Publisher to Bring Back Nevada’s First Newspaper

By ThisIsReno

 

Even though newspapers tend to fall by the wayside these days, Scott Faughn, publisher of The Missouri Times, and Elizabeth Thompson, politics and policy reporter, are resurrecting the Territorial Enterprise, Nevada’s first newspaper.

First written in Genoa, beginning in 1858, the paper soon moved to Virginia City and helped a number of writers get their start in the newspaper business, including Samuel Clemens, who wrote about the Territorial Assembly under the pen name of Mark Twain.
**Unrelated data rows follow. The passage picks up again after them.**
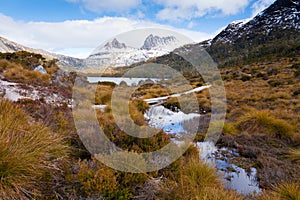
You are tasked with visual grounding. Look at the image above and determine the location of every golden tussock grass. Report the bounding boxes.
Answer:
[236,109,294,138]
[0,100,66,199]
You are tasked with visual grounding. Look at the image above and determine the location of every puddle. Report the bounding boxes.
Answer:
[197,142,261,195]
[144,106,261,195]
[144,106,200,135]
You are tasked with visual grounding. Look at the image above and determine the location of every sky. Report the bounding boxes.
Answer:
[0,0,274,58]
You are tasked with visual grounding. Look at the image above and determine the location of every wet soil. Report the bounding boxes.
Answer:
[217,134,300,189]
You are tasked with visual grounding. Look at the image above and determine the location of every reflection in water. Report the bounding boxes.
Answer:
[144,106,261,195]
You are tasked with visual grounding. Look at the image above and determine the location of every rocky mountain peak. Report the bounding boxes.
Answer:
[104,38,127,49]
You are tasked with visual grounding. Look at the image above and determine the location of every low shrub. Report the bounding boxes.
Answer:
[0,100,66,199]
[236,109,294,138]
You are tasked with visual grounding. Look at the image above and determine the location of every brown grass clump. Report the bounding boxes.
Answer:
[0,100,66,199]
[257,182,300,200]
[287,149,300,163]
[162,158,243,200]
[237,109,294,138]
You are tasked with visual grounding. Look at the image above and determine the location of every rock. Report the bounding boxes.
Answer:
[34,65,48,74]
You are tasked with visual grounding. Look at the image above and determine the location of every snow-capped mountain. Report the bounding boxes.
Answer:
[212,0,300,44]
[141,34,178,51]
[83,34,182,69]
[0,37,82,70]
[198,0,300,65]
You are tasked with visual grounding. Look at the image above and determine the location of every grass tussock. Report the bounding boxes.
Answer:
[257,182,300,200]
[0,100,66,199]
[4,64,50,85]
[162,157,243,200]
[237,110,294,138]
[287,149,300,163]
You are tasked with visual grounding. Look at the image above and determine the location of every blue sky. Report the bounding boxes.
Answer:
[0,0,274,57]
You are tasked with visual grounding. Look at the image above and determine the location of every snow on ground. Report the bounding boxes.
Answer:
[0,80,69,105]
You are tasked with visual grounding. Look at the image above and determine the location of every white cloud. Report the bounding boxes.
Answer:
[154,0,250,21]
[66,0,141,12]
[0,13,213,57]
[252,0,275,17]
Twain spent a lot of time in the Sierras, particularly in Lake Tahoe, writing about the area and following the political change happening in the state at that time.

According to Faughn, the paper will primarily cover politics, policy, business, and culture throughout the state, much as the paper did during its first incarnation. “[We have a passion for sharing political information with Nevadans so] expanding our company in the form of resurrecting the Territorial Enterprise in Nevada is a great next step toward our company’s goal of connecting people with more information about their government,” Faughn said.

Everyone is pretty enthusiastic about the revival of the paper, especially John Schafer, who owns the Mark Twain Saloon in Virginia City and was asked to be a consultant on the project. “It is with great excitement that I look forward to watching the revitalization of one of the most magical names in western journalism,” said Schafer.

2015 is not the first time the paper has been revived, though. According to its history, the paper was out of publication for a time, revived in 1946, and then later purchased and re-revived by author, journalist, and railroad historian Lucius Beebe and his long-time companion and co-author Charles Clegg in 1952. Clegg and Beebe sold TE in 1961. The publication languished, and the new owners printed the last issue in 1969. In the 1980s, John Schafer’s family revived the paper, which they later sold to owners who planned to turn it into a humorous magazine of national stature. The plan never came to fruition; TE has been dormant since.